Factory social audits -- a check on social responsibility, such as labor conditions -- are often announced in advance, allowing managers to deceive auditors, Jurewicz said. Though not every factory owner or manager is unscrupulous, some don’t hesitate to lie or withhold information. Workers are coached to say the right thing about their wages and working conditions.

“People are open to data manipulation or blatant lying, and it’s not in their best interest to tell you the truth,” Soulsby said. “They tell you what you want them to hear, rather than what’s the reality on the ground ... Auditing is simply not getting to the truth.”

But in practice, the audits -- typically conducted by independent, third-party auditors -- are usually “too short, too superficial and too sloppy” to identify potentially problematic violations, according to a recent report from the Clean Clothes Campaign. Workers are scared for their own jobs, so they don’t speak up and blow the whistle. Generally, they’re not given a chance to file a complaint.

“If you’re a Bangladeshi female and you have a Western man in front of you with a translator, and your supervisor is probably nearby watching, you’re not going to say what you really think,” explained Soulsby. Even then, there’s often no one listening.

At Rana Plaza, worker complaints about large cracks drew attention from the local news stations, but a manager still told them to go inside, according to a report in The Washington Post.

Then there’s the issue of the auditors themselves. In this world of underground manufacturing, not every auditor is acting in the best interest of the workers, and may accept bribes to lie about the true conditions inside a factory, according to Soulsby. Retailers are very much aware of the problem, and some auditors with bad reputations are often not taken seriously, she said.

“There are a lot of good auditors, and there is a lot of good information that comes from it, but they’re not talking enough to the workers,” said Soulsby. Instead, the task ends up being thrust to nonprofit groups and workers’ rights organizations, who act as watchdogs for the industry.

In the case of the recent tragedy at Rana Plaza, the issue was the building, which was built illegally and without the correct building permits.

“I can maybe understand a little bit more with the structural integrity of a building. It’s not that often that you have factories collapsing,” said Jurewicz, who stressed that it’s no excuse for what happened. “If there’s cracks and you have employees reporting that it doesn’t feel safe, that should come up at least in the interviews with people.”

The investor community has encouraged codes of conduct that retailers, suppliers and manufacturers are supposed to follow, she said. It’s in a retailer’s financial interest to know the labor conditions inside their factories and the exact source of all their materials because their valuable brands are at risk.

“A lot of brands are scared, they want to know who is making their stuff legally, because their label’s on that product,” Jurewicz said. “I think that most retailers do require that they know all the facilities that are touching their products.”

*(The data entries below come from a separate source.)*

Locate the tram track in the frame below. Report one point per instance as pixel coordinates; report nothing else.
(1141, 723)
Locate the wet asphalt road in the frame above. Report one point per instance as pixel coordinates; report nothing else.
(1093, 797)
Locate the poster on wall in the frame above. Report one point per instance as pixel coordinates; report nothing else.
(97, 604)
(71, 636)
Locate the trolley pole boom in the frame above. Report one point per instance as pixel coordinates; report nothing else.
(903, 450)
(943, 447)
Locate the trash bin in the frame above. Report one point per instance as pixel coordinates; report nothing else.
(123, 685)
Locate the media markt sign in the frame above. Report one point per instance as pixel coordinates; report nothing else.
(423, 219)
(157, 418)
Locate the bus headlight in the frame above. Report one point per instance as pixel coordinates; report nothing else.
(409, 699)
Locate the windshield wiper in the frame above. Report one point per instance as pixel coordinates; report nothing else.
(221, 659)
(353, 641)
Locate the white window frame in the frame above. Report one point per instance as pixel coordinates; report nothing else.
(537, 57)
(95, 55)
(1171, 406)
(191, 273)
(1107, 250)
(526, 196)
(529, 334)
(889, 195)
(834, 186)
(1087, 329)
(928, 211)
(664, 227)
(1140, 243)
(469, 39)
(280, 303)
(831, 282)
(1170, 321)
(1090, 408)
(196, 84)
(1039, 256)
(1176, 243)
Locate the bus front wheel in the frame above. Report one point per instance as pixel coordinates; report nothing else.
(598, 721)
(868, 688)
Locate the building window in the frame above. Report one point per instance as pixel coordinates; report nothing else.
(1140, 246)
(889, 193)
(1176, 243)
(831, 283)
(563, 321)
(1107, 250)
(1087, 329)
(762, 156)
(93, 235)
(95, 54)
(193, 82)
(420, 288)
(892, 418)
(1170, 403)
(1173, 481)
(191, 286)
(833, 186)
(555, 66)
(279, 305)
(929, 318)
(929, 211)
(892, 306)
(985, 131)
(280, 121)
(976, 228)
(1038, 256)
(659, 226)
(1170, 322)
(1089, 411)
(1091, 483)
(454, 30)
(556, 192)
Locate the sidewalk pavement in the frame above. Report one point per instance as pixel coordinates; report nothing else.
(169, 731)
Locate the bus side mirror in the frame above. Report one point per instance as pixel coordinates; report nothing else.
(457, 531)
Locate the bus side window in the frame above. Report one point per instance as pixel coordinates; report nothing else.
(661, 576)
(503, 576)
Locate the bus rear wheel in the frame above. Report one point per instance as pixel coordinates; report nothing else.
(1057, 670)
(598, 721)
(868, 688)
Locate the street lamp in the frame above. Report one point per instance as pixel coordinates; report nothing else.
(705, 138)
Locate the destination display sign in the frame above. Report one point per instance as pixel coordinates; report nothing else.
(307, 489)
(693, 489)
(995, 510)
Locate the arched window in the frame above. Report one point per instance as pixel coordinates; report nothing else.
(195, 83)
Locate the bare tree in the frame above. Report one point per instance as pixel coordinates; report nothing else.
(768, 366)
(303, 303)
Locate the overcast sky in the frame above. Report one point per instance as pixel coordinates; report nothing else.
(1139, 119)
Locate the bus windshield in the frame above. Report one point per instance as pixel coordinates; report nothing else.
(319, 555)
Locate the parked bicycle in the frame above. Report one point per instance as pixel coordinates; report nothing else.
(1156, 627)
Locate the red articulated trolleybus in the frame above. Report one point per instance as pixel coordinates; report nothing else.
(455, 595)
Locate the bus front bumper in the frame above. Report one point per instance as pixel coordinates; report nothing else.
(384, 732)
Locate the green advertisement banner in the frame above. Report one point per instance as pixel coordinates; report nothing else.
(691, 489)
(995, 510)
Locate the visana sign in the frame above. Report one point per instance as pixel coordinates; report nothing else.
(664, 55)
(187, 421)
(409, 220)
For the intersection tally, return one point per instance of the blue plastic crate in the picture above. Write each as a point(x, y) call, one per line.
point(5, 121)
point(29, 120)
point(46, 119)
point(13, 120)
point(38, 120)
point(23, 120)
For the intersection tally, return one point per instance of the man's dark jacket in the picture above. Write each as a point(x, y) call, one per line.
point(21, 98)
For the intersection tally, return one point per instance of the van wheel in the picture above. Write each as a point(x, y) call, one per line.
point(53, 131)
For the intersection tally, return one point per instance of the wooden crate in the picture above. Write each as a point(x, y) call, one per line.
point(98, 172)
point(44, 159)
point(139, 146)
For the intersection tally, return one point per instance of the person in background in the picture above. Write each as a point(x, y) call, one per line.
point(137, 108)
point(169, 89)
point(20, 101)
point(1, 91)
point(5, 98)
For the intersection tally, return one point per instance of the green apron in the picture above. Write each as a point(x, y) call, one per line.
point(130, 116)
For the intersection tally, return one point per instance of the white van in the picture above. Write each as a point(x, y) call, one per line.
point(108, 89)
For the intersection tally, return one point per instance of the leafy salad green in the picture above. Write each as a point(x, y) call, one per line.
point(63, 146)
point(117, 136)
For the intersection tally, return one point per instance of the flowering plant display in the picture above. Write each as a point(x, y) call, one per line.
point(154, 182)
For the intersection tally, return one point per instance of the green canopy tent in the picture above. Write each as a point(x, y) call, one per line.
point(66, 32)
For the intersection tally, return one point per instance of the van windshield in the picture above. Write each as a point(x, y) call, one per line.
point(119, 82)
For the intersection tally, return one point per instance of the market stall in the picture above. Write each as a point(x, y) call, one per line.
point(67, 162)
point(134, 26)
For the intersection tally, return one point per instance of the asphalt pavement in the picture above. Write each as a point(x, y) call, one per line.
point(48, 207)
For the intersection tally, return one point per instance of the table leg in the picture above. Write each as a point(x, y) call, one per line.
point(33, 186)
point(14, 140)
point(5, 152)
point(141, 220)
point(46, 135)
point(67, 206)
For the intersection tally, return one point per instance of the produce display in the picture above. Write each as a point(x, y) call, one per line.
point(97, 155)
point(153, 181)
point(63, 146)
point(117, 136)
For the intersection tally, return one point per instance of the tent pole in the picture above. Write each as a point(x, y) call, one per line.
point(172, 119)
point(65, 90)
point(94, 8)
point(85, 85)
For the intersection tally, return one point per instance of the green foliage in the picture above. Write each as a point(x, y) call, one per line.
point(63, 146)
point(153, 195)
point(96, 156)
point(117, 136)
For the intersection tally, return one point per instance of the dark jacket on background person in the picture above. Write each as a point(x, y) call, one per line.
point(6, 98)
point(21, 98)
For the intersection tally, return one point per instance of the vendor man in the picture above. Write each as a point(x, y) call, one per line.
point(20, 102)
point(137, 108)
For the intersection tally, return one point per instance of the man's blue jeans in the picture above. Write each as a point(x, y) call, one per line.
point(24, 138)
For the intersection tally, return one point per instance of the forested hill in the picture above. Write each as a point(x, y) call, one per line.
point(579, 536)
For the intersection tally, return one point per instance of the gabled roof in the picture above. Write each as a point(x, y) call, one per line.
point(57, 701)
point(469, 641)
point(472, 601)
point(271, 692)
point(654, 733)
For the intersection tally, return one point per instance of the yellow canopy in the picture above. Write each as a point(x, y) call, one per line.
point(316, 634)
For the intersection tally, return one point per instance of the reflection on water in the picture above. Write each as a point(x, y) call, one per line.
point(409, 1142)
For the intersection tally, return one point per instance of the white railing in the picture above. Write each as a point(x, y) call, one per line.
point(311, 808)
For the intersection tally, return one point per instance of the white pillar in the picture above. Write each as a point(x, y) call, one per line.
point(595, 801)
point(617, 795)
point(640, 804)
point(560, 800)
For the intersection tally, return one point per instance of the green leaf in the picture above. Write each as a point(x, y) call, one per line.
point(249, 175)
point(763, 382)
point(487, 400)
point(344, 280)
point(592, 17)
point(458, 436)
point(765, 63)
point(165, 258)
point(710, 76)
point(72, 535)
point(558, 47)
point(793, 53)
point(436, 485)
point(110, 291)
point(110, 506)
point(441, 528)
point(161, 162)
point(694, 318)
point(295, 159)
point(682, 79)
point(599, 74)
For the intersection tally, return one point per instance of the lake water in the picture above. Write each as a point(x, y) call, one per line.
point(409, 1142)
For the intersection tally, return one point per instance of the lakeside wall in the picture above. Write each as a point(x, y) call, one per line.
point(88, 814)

But right now, retailers may not know exactly what’s going on in those facilities. They’re hidden away from much of the world, and it costs money to find out what’s really happening on the inside. IKEA chief sustainability officer Steve Howard asked if companies should go so far as to start putting webcams in factories.

“There’s a cost to maintaining transparency, not least as it’s got to be accurate and have up to date information behind it,” said Howard, according to a supply chain report from Accenture. “This is doable, but you’ve got to recognize this.”

But Scott Nova, the executive director of the Worker Rights Consortium, pushed back against this argument.

“The reality is it’s not that difficult,” said Nova. Somehow, brands are able to control the quality of the products manufactured in their factories, and yet, they aren’t able to monitor the workers. If apparel retailers don’t know where the materials for their products are being sourced from, he said, it’s because they chose not to care.

As Nova said, “It’s a matter of priorities."